For comparison reason i also run the file format identification utility DROID
(See
https://sourceforge.net/projects/droid/). Here the samples are recognized
generic and described as "ZIP Format" by PUID x-fmt/263. Here Egg suffix is
considered as "bad".
For comparison reason i also run file command (version 5.45) on such samples.
Here the samples are also "recognized". These are here described generic as
"Zip archive data" (see appended file-5.45.txt in output). Here also generic
application/zip mime type is shown (see appended file-i-5.45.txt in output )
and no suffix is here shown (see appended file-ext-5.45.txt in output ).
On Linux according to shared MIME-info database such samples are called " "Zip
archive" Here "application/zip" is used as mime type. The samples are just
recognized by looking for 4 byte sequence PK\003\004 at the beginning. Here 2
suffix are listed (*.zip *.zipx). That information can be seen in source
freedesktop.org.xml.in found for example on gitlab.freedesktop.org.
The samples are described correctly as ZIP. That is expressed by first XML
construct. That looks like:
<Bytes>504B0304</Bytes>
<ASCII> P K</ASCII>
<Pos>0</Pos>
The zip content can be seen by running unpacking tools (like 7z unzip see
appended 7z-l-slt.txt 7z-l.txt unzip-lv.txt unzip-Z.txt in output).
The sub classification is done by lines inside global strings section. These
looks like:
<String>TOP_LEVEL.TXTPK</String>
<String>__INIT__.PYCPK</String>
<String>PKG-INFOPK</String>
<String>ZIP-SAFEPK</String>
<String>EGG-INFO</String>
<String>S.PYCPK</String>
<String>S.TXTPK</String>
<String>SOURCE</String>
After running tridscan on undetecxted samples now i look what has changed.

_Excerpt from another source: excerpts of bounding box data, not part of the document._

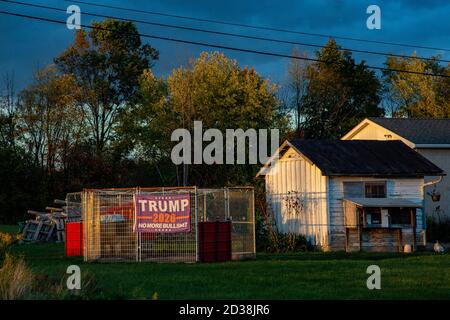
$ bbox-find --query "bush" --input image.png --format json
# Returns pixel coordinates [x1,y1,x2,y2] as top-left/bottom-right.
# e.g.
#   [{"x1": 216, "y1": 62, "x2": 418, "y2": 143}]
[{"x1": 427, "y1": 217, "x2": 450, "y2": 243}]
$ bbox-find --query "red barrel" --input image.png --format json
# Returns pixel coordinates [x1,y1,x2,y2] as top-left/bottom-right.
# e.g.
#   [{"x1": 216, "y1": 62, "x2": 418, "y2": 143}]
[
  {"x1": 198, "y1": 221, "x2": 231, "y2": 262},
  {"x1": 66, "y1": 222, "x2": 84, "y2": 257}
]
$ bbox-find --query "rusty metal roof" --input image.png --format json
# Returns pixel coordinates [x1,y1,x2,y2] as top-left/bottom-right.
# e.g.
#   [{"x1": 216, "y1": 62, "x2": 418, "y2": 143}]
[{"x1": 289, "y1": 140, "x2": 444, "y2": 177}]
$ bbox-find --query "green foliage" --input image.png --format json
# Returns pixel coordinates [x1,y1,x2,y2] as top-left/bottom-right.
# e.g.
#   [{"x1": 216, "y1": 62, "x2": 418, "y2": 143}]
[
  {"x1": 55, "y1": 19, "x2": 158, "y2": 154},
  {"x1": 0, "y1": 147, "x2": 47, "y2": 223},
  {"x1": 120, "y1": 52, "x2": 287, "y2": 186},
  {"x1": 427, "y1": 217, "x2": 450, "y2": 243},
  {"x1": 289, "y1": 39, "x2": 384, "y2": 139},
  {"x1": 383, "y1": 53, "x2": 450, "y2": 118}
]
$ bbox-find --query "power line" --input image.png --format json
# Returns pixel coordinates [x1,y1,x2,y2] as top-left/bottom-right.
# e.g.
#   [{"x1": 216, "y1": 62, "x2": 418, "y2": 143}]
[
  {"x1": 0, "y1": 11, "x2": 450, "y2": 78},
  {"x1": 0, "y1": 0, "x2": 450, "y2": 63},
  {"x1": 66, "y1": 0, "x2": 450, "y2": 52}
]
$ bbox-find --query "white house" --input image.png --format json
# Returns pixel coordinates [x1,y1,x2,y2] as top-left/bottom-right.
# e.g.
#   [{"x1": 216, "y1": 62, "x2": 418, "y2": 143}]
[
  {"x1": 258, "y1": 140, "x2": 443, "y2": 251},
  {"x1": 342, "y1": 118, "x2": 450, "y2": 220}
]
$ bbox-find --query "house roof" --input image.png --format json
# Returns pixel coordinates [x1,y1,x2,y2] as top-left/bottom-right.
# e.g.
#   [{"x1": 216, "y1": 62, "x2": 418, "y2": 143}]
[
  {"x1": 344, "y1": 198, "x2": 421, "y2": 208},
  {"x1": 369, "y1": 118, "x2": 450, "y2": 145},
  {"x1": 283, "y1": 140, "x2": 444, "y2": 177}
]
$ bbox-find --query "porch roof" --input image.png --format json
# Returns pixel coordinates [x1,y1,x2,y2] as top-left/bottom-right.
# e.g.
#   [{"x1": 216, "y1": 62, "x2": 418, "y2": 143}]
[{"x1": 344, "y1": 198, "x2": 422, "y2": 208}]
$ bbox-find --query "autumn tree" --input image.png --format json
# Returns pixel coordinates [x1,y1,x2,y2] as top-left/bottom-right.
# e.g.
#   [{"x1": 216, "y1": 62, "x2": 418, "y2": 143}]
[
  {"x1": 125, "y1": 52, "x2": 285, "y2": 185},
  {"x1": 55, "y1": 19, "x2": 158, "y2": 154},
  {"x1": 0, "y1": 72, "x2": 17, "y2": 148},
  {"x1": 282, "y1": 47, "x2": 309, "y2": 133},
  {"x1": 19, "y1": 66, "x2": 82, "y2": 173},
  {"x1": 383, "y1": 53, "x2": 450, "y2": 118},
  {"x1": 301, "y1": 39, "x2": 384, "y2": 139}
]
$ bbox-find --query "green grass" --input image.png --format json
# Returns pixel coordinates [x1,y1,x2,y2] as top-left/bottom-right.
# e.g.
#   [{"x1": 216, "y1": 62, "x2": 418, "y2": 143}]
[
  {"x1": 2, "y1": 225, "x2": 450, "y2": 299},
  {"x1": 0, "y1": 224, "x2": 19, "y2": 234}
]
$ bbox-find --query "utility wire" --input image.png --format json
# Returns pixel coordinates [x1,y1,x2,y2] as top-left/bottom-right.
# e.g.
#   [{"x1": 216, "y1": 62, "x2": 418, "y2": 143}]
[
  {"x1": 0, "y1": 10, "x2": 450, "y2": 78},
  {"x1": 66, "y1": 0, "x2": 450, "y2": 52},
  {"x1": 0, "y1": 0, "x2": 450, "y2": 63}
]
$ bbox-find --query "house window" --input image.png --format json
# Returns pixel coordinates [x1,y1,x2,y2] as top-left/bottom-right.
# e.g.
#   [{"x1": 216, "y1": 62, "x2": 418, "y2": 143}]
[
  {"x1": 389, "y1": 208, "x2": 414, "y2": 225},
  {"x1": 344, "y1": 182, "x2": 364, "y2": 198},
  {"x1": 364, "y1": 208, "x2": 381, "y2": 226},
  {"x1": 344, "y1": 181, "x2": 386, "y2": 198},
  {"x1": 364, "y1": 182, "x2": 386, "y2": 198}
]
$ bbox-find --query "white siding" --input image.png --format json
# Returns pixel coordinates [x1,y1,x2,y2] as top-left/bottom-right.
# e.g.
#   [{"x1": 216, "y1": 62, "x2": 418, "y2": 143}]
[
  {"x1": 329, "y1": 177, "x2": 424, "y2": 250},
  {"x1": 417, "y1": 149, "x2": 450, "y2": 219},
  {"x1": 346, "y1": 120, "x2": 450, "y2": 219},
  {"x1": 265, "y1": 149, "x2": 328, "y2": 248},
  {"x1": 346, "y1": 120, "x2": 414, "y2": 147}
]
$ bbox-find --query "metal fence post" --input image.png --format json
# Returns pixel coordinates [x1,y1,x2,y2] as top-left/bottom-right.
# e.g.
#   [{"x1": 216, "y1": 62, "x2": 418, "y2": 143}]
[{"x1": 194, "y1": 186, "x2": 200, "y2": 262}]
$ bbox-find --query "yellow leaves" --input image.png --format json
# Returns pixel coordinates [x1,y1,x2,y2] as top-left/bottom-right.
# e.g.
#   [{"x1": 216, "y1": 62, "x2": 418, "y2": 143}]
[{"x1": 387, "y1": 53, "x2": 450, "y2": 118}]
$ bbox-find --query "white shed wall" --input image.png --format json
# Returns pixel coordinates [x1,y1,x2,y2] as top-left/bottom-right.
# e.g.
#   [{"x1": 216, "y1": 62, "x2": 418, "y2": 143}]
[{"x1": 265, "y1": 148, "x2": 328, "y2": 248}]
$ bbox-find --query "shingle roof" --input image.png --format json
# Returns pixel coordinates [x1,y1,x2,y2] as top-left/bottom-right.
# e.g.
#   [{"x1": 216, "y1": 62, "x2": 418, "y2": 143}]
[
  {"x1": 369, "y1": 118, "x2": 450, "y2": 144},
  {"x1": 289, "y1": 140, "x2": 443, "y2": 177}
]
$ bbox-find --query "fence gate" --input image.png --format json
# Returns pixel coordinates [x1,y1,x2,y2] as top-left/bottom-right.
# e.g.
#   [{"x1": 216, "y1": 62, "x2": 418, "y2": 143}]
[{"x1": 81, "y1": 187, "x2": 255, "y2": 262}]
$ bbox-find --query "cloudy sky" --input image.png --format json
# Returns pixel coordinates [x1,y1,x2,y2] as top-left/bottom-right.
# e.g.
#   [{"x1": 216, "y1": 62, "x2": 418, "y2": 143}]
[{"x1": 0, "y1": 0, "x2": 450, "y2": 88}]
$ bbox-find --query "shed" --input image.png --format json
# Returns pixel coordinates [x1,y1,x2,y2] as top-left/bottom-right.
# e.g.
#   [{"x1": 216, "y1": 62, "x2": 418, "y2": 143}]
[
  {"x1": 258, "y1": 140, "x2": 443, "y2": 251},
  {"x1": 342, "y1": 118, "x2": 450, "y2": 221}
]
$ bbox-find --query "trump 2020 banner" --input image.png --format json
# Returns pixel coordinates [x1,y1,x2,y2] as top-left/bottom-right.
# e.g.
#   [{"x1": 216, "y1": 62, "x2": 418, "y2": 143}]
[{"x1": 134, "y1": 193, "x2": 191, "y2": 233}]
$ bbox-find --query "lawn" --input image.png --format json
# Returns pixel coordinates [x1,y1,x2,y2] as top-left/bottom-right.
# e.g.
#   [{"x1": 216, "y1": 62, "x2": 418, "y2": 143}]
[{"x1": 2, "y1": 225, "x2": 450, "y2": 299}]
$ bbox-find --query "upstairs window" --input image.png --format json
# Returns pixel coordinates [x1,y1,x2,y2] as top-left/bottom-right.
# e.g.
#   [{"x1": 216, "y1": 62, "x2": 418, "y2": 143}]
[
  {"x1": 389, "y1": 208, "x2": 415, "y2": 225},
  {"x1": 364, "y1": 181, "x2": 386, "y2": 198},
  {"x1": 344, "y1": 181, "x2": 386, "y2": 198}
]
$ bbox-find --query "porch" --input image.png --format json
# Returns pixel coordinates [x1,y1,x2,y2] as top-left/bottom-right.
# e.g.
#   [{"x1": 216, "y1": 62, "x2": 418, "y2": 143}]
[{"x1": 343, "y1": 198, "x2": 421, "y2": 252}]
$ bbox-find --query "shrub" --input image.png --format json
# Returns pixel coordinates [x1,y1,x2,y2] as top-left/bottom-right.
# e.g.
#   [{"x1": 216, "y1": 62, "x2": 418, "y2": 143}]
[{"x1": 427, "y1": 217, "x2": 450, "y2": 243}]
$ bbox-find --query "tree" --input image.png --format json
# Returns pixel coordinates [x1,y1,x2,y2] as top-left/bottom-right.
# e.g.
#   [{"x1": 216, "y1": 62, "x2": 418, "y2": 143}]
[
  {"x1": 383, "y1": 53, "x2": 450, "y2": 118},
  {"x1": 125, "y1": 52, "x2": 285, "y2": 186},
  {"x1": 19, "y1": 66, "x2": 82, "y2": 173},
  {"x1": 302, "y1": 39, "x2": 384, "y2": 139},
  {"x1": 283, "y1": 48, "x2": 309, "y2": 135},
  {"x1": 0, "y1": 72, "x2": 17, "y2": 148},
  {"x1": 55, "y1": 19, "x2": 158, "y2": 154}
]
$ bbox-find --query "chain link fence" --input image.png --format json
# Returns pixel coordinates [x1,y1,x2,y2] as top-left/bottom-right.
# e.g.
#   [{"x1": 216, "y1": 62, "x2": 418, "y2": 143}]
[{"x1": 80, "y1": 187, "x2": 255, "y2": 262}]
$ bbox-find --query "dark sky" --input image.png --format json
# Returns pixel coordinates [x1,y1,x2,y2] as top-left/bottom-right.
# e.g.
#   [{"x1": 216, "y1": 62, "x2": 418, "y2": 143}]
[{"x1": 0, "y1": 0, "x2": 450, "y2": 88}]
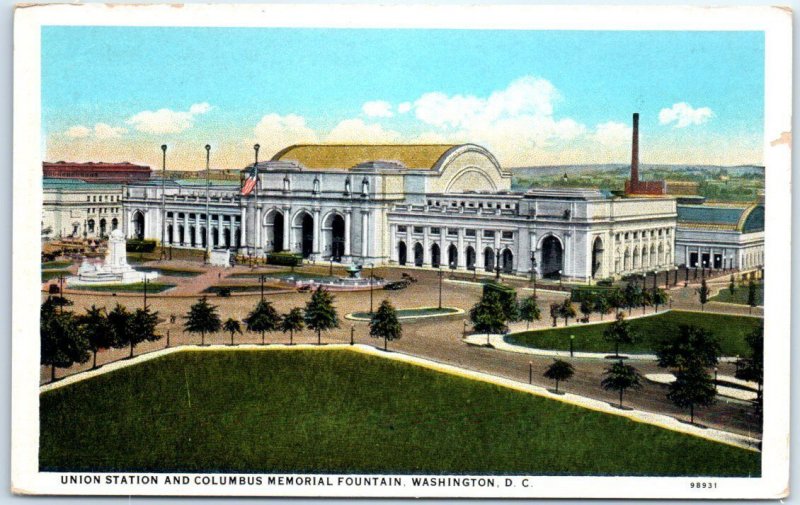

One line vanished. That was.
<String>__INIT__.PYCPK</String>
Most samples contain a python module with name __init__.pyc. But in some samples
(like example-21.12-py3.6.egg vboxapi-1.0-py3.11.egg) the moduel name is like
__init__.cpython-36.pyc inside __pycache__ directory and some packages (like
esptool-2.5.1-py2.7.egg) do not have simialar module.
In one line the s letter befor point vainhed. The old line looks like:
<String>S.PYCPK</String>
So this now becomes like:
<String>.PYCPK</String>
In recognizeds samples i founf modues with names like:
adatags.pyc
batchtags.pyc
conftags.pyc
CppSemantics.pyc
cpptags.pyc
difftags.pyc
dtags.py
That triggereed the old line. The undetected samples also contain python
module with PYC file name suffix, but there the main names have no s character
as last character of main name.
For such files i found no mime type. But the egg are a sub class of
ZIP container. So in my opinion the pytheon eggs should at least get then the mime type of
container. So this is now expressed by line like:
<Mime>application/zip</Mime>
With the updated definition now all my inspected Pythion EGG files recognized
(see appended trid-v-new.txt in output).
TrID definition and output are stored in archive egg_.zip. I hope that
my definition can be used in future version of triddefs.
With best wishes
Jörg Jenderek